C-GCC, Delhi Roll Out New Degree Program
Local college students will now have a more streamlined process of earning their bachelor’s degrees, thanks to a new partnership between Columbia-Greene Community College and SUNY Delhi.
Columbia-Greene announced the new program, which will go into effect in the fall 2020 semester, on Thursday. Students who earn their associate degree or complete certificate programs in nursing, business, criminal justice, environmental sustainability and computer science and earn a 2.0 grade-point-average or higher, or 2.8 for nursing students, will be accepted directly into the corresponding bachelor’s programs at SUNY Delhi, according to the community college.

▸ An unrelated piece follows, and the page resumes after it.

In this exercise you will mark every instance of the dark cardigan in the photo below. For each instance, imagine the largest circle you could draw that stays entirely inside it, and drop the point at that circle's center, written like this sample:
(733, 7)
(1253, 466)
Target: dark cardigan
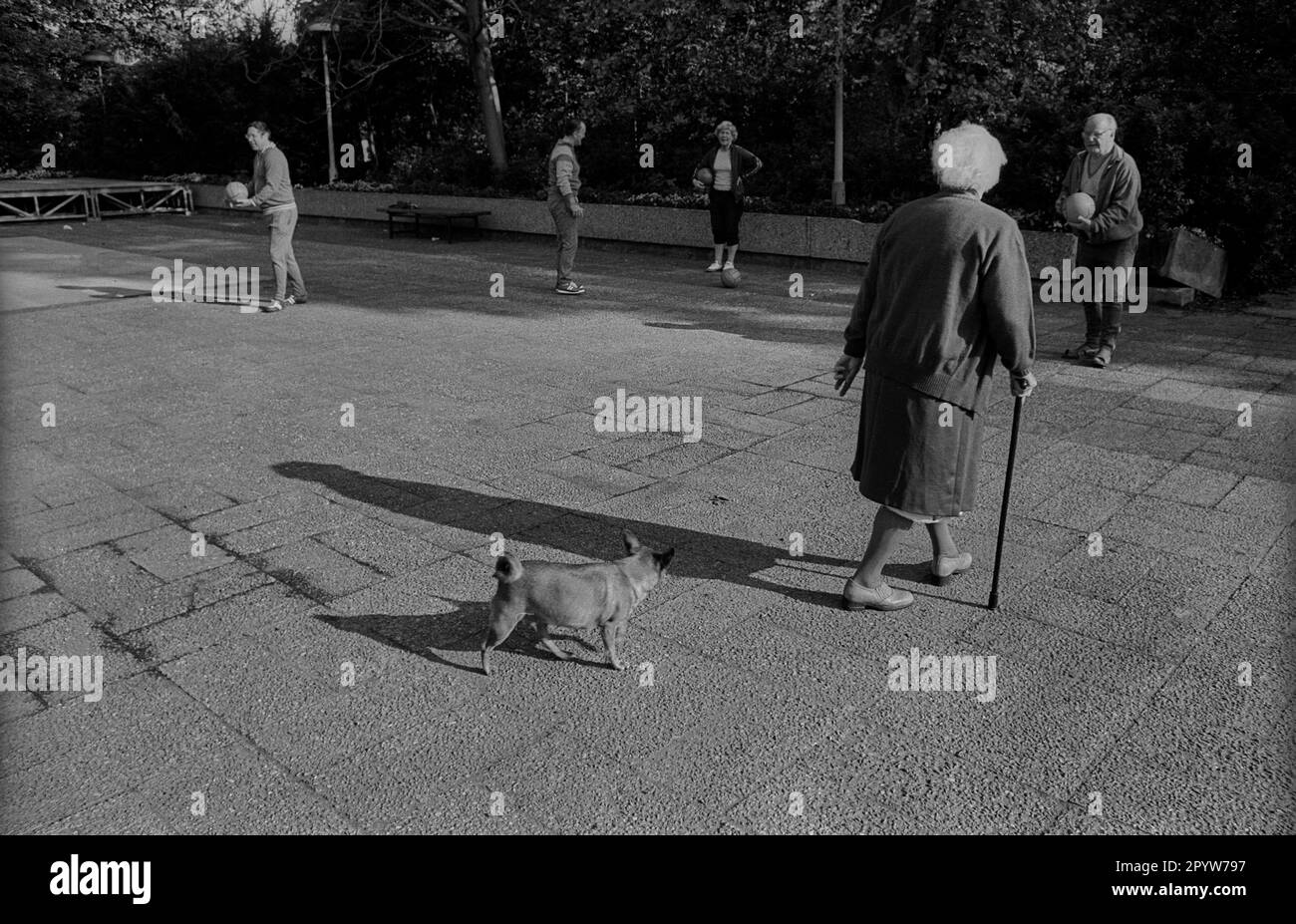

“It’s a wonderful union of two institutions,” College President Carlee Drummer said. “We are so thrilled at this new partnership. It will enable students to pursue bachelor’s degrees in the designated program areas without leaving the Columbia-Greene campus.”
“We started looking at the partnership for our nursing program,” Drummer said. State law now requires nurses to have a bachelor’s degree, she added.
Nursing students at Columbia-Greene who meet the eligibility requirements will be able to earn their bachelor’s degree on campus and nursing alumni now have the opportunity to come back for their Bachelor of Science in Nursing degrees at Columbia-Greene, Drummer said.
College Provost and Vice President for Academic Affairs George Timmons called the move a game-changer for Columbia and Greene counties, especially for students hoping to pursue four-year degrees closer to home.
“As a community college, Co-Greene serves a diverse population of students with a wide variety of needs,” he said. “From transportation challenges to family obligations, to job responsibilities and beyond, the roadblocks to pursuing a degree are many. This partnership with SUNY Delhi will open doors for a greater number of students, including those leading into some of the most in-demand and well-paying jobs in the region.”
Several industries experienced job growth throughout the state from December 2018 to December 2019, according to the state Department of Labor.